Ahí Petre aprendió a mezclar el estaño y el delicado mercurio. Aprendió a aplicar al cristal los paños de lana para fijar el azogue, desde ese momento, invisible al mirar el espejo.

Luego de violar a la hija de su maestro, huyó de Venecia y emprendió el regreso a Bucarest. Petre se instaló en Targoviste, la capital del reino, y llegó a ser el más famoso fabricante de espejos de los Balcanes.

Una noche, tres lacayos pálidos llegaron a su taller a encargarle la fabricación de 72 espejos. Vlad III, señor de Valaquia, quería adornar con ellos los recintos de su castillo de Poenari, para que las aguas tristes del Arges se multiplicaran en el interior de la fortaleza (como si pudiera de ese modo quitar las manchas de sangre de los boyardos que mandara a morir en su construcción).

72 era una cantidad que el modesto taller de Petre, donde sólo él trabajaba, difícilmente podría producir en el tiempo que se le ordenaba, pero no podía negarse: su señor era terrible (lo supieron 20.000 prisioneros turcos que colgaron empalados a las puertas de Targoviste, sacrificados para aterrorizar a los generales enemigos).

Una vez iniciados los trabajos, el príncipe en persona visitó una tarde el taller para conocer al artesano. Vlad se paseó (la larga capa negra de la orden del Dragón) entre los espejos terminados, sin pronunciar palabra, mientras Petre temblaba de terror. Al partir, prometió pagar un precio que ningún artesano de Valaquia hubiera imaginado obtener por su obra, si se cumplía con el plazo. Petre no necesitó más para entender las consecuencias de lo contrario.

Fue esa tarde que Petre comprendió, además, que su trabajo, esforzado y eximio, no sería jamás apreciado por su señor.

El plazo impuesto vencía cuando la última gota de mercurio había escurrido ya de los cristales. Había logrado los 72 espejos a tiempo (y había pensado en lo arbitrario del número durante las muchas mañanas que había dedicado a elegir las mejores láminas de vidrio). 72 espejos perfectos, incapaces de la más mínima distorsión, en los que había invertido todo lo que los venecianos le habían enseñado y todo lo que él les había robado antes de huir.

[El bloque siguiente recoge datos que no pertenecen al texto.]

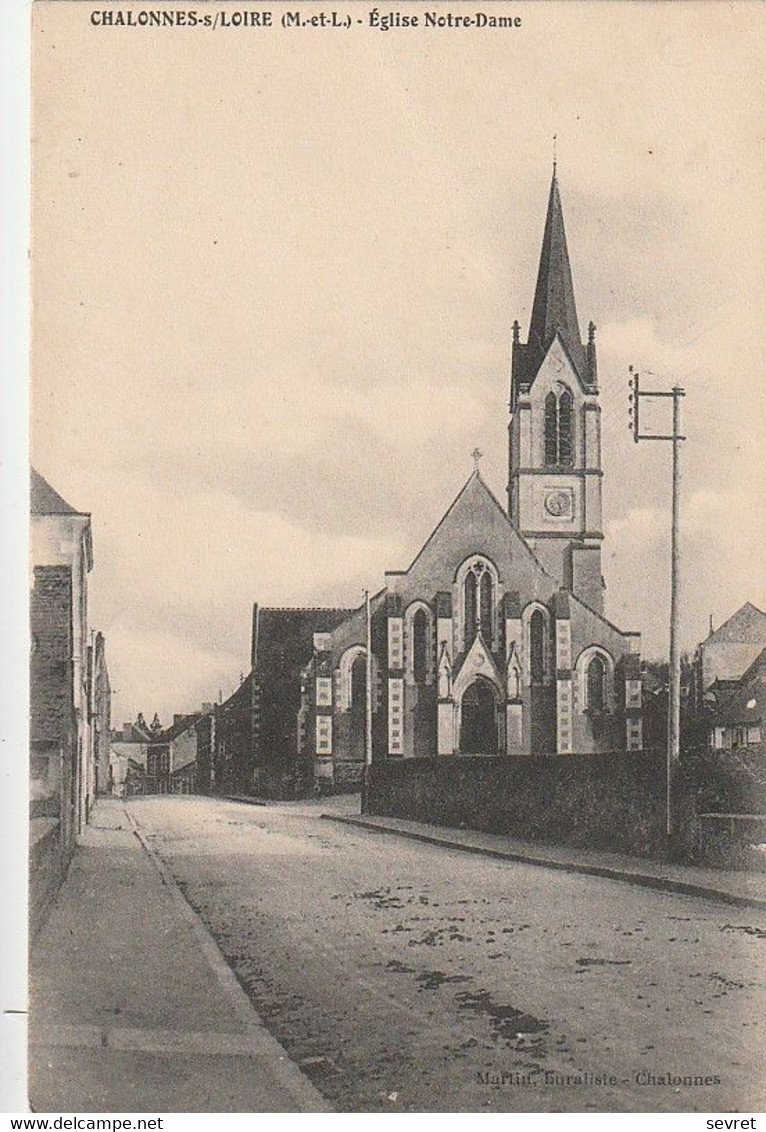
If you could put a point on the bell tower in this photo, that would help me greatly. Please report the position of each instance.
(554, 429)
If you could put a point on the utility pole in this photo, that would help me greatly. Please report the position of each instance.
(674, 667)
(368, 688)
(368, 704)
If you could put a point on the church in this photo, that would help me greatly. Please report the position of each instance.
(493, 640)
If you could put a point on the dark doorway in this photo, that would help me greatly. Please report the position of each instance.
(479, 721)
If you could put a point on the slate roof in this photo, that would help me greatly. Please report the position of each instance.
(747, 703)
(44, 499)
(747, 625)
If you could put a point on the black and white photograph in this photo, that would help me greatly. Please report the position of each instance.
(396, 589)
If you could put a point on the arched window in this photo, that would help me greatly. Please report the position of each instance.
(595, 684)
(359, 685)
(565, 428)
(420, 646)
(558, 429)
(536, 645)
(475, 597)
(551, 429)
(471, 606)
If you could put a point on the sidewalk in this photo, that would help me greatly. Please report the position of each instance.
(132, 1006)
(747, 889)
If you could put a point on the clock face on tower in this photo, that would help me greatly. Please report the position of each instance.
(558, 504)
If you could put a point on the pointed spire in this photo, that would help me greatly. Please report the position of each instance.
(553, 308)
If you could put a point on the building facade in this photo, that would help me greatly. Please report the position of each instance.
(728, 652)
(738, 714)
(101, 714)
(493, 641)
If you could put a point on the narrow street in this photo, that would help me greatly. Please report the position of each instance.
(398, 975)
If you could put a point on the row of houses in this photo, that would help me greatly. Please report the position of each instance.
(493, 640)
(255, 742)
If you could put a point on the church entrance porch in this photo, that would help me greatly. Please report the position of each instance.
(479, 720)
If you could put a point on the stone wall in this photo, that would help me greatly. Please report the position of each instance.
(610, 800)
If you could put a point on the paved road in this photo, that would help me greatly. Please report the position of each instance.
(399, 975)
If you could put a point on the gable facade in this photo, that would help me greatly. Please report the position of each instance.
(476, 650)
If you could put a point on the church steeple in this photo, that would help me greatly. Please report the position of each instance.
(554, 431)
(553, 308)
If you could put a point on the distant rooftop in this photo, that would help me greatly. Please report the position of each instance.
(45, 500)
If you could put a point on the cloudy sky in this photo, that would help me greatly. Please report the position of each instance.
(274, 280)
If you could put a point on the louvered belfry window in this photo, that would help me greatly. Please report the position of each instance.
(558, 429)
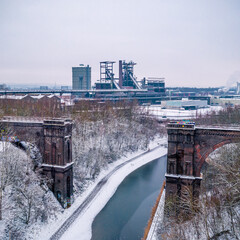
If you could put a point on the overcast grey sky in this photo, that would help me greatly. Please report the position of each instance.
(189, 42)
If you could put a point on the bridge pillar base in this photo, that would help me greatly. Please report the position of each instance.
(178, 186)
(62, 182)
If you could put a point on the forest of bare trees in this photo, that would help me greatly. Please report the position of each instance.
(102, 133)
(216, 216)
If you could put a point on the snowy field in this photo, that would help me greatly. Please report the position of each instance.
(81, 228)
(157, 111)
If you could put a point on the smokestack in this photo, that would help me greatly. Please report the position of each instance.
(120, 74)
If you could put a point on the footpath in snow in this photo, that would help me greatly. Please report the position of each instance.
(81, 227)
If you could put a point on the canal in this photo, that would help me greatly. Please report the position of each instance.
(126, 214)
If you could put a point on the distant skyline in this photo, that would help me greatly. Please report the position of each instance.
(190, 43)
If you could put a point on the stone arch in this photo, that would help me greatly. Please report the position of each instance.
(208, 150)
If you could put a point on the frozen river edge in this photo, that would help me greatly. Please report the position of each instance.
(81, 227)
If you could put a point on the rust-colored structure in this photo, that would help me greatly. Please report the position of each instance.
(53, 137)
(188, 148)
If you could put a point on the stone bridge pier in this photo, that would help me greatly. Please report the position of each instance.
(188, 148)
(53, 137)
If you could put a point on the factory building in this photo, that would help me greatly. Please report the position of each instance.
(81, 77)
(184, 104)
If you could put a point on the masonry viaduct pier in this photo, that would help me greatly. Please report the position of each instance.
(53, 137)
(188, 148)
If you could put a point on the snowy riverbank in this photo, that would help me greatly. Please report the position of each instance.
(81, 228)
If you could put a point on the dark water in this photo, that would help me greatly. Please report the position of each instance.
(126, 214)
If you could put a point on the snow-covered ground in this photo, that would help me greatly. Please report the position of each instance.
(81, 228)
(157, 111)
(158, 218)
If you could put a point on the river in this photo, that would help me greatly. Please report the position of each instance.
(126, 214)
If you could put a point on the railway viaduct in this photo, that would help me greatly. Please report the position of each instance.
(188, 148)
(53, 137)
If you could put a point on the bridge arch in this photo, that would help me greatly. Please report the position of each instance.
(188, 148)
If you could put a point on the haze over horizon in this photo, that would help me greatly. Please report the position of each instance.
(191, 43)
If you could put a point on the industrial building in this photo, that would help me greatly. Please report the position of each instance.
(184, 104)
(81, 77)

Los lacayos pálidos terminaron de cargar 72 impecables cristales en 18 carruajes tirados, cada uno, por 3 caballos (estaba previsto que algún cristal se rompiera durante el viaje a Poenari). Pagaron la suma convenida y el vidriero no pronunció una palabra, a pesar de haber salvado la vida y de haberse convertido en el artesano más rico de Valaquia.

Es que Petre Wajcescu, de oficio vidriero, fabricante de espejos, había descubierto durante aquella visita a su taller que, como el azogue, su amo, Vlad III El Empalador, hijo del príncipe Dracul, vaiboda de Valaquia, no se refleja en los espejos.